Logical domain for identifying a set of object metadata that is extracted and queried. Each Collection consists of the following:

One or more Buckets associated with the Collection
One Pipeline

A Search query is executed against a Collection. The result from the Query will be based on search performed over all object metadata present within that Collection.

Pipelines

Representation of the processing required to extract metadata for Data Intelligence. Each Pipeline consists of the following:

One or more Event Filters that trigger the pipeline. A common use case for an event filter is to indicate the suffix for triggering extraction (e.g. "*.pdf" filter to trigger extraction from PDF files)
One of either:
- Model that identifies the embedding model to use for the Pipeline, or,
- Custom Function (custom function is not supported currently. However the API requires a dummy custom function string as input. Ex - "custom_processing_function")
One Schema describing the logical structure of the metadata to be extracted.

Embedding Models

ML model used to extract embeddings from the object data. A Model may be associated with a Pipeline Instance.

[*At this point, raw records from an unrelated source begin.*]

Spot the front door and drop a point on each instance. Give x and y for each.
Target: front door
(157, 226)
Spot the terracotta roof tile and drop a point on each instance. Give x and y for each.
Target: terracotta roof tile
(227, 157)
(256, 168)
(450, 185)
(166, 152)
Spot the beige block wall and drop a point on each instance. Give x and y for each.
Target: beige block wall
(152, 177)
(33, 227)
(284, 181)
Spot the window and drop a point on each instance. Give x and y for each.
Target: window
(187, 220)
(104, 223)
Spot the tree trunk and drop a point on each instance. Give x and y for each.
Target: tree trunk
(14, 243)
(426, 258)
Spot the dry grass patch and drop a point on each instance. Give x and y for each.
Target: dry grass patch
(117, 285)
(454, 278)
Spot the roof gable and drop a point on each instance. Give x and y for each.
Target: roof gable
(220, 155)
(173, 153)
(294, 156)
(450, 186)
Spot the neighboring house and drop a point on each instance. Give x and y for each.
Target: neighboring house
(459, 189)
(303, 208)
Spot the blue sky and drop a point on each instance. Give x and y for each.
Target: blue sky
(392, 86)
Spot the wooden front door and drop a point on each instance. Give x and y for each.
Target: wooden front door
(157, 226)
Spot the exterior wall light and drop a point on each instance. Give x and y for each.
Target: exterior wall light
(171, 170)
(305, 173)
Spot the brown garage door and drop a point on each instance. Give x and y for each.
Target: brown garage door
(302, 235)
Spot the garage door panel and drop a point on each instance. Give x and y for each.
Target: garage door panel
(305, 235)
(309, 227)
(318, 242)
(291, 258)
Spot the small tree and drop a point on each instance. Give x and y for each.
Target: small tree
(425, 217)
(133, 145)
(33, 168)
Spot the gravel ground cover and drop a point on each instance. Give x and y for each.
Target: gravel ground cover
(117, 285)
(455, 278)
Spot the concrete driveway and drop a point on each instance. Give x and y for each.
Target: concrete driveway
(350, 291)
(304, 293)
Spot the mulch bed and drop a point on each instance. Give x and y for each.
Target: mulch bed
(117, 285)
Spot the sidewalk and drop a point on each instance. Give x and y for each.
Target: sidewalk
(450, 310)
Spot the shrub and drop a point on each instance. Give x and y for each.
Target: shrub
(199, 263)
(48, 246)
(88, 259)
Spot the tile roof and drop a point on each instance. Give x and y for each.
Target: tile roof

This association is created when the Pipeline is instantiated, and cannot be modified for the lifetime of the Pipeline. The embeddings generated from a Model are persisted within the Collection corresponding to the Pipeline.

Schemas

Defines the structure of metadata to be extracted or queried. This is equivalent to the schema that identifies the columns/fields within a database table. Internally, the Collection organizes the metadata as defined by the schema for optimized RAG or Structured Query.

Query

A query that provides an input in the form of natural language text, and expects a response in the form of a list of "result objects". A Query can be of either one of two types:

RAG Query that returns the top search results which are semantically most similar to the input text. For example, a query for text-based RAG will generate text results. A RAG Query must be associated with a Model in order to perform similarity search on embeddings
Structured Query that returns the search results from an exact match query on a structured table. The data type for a "result object" will be a record containing one or more fields derived from the table schema. (Note: Currently limit support is available for Structure Query)

A Query must be associated with a Collection, and executed in the context of a User (e.g. by providing S3 access key + secret key pair). The credentials provided in the context will be used to authenticate the User and authorize the results from the Query.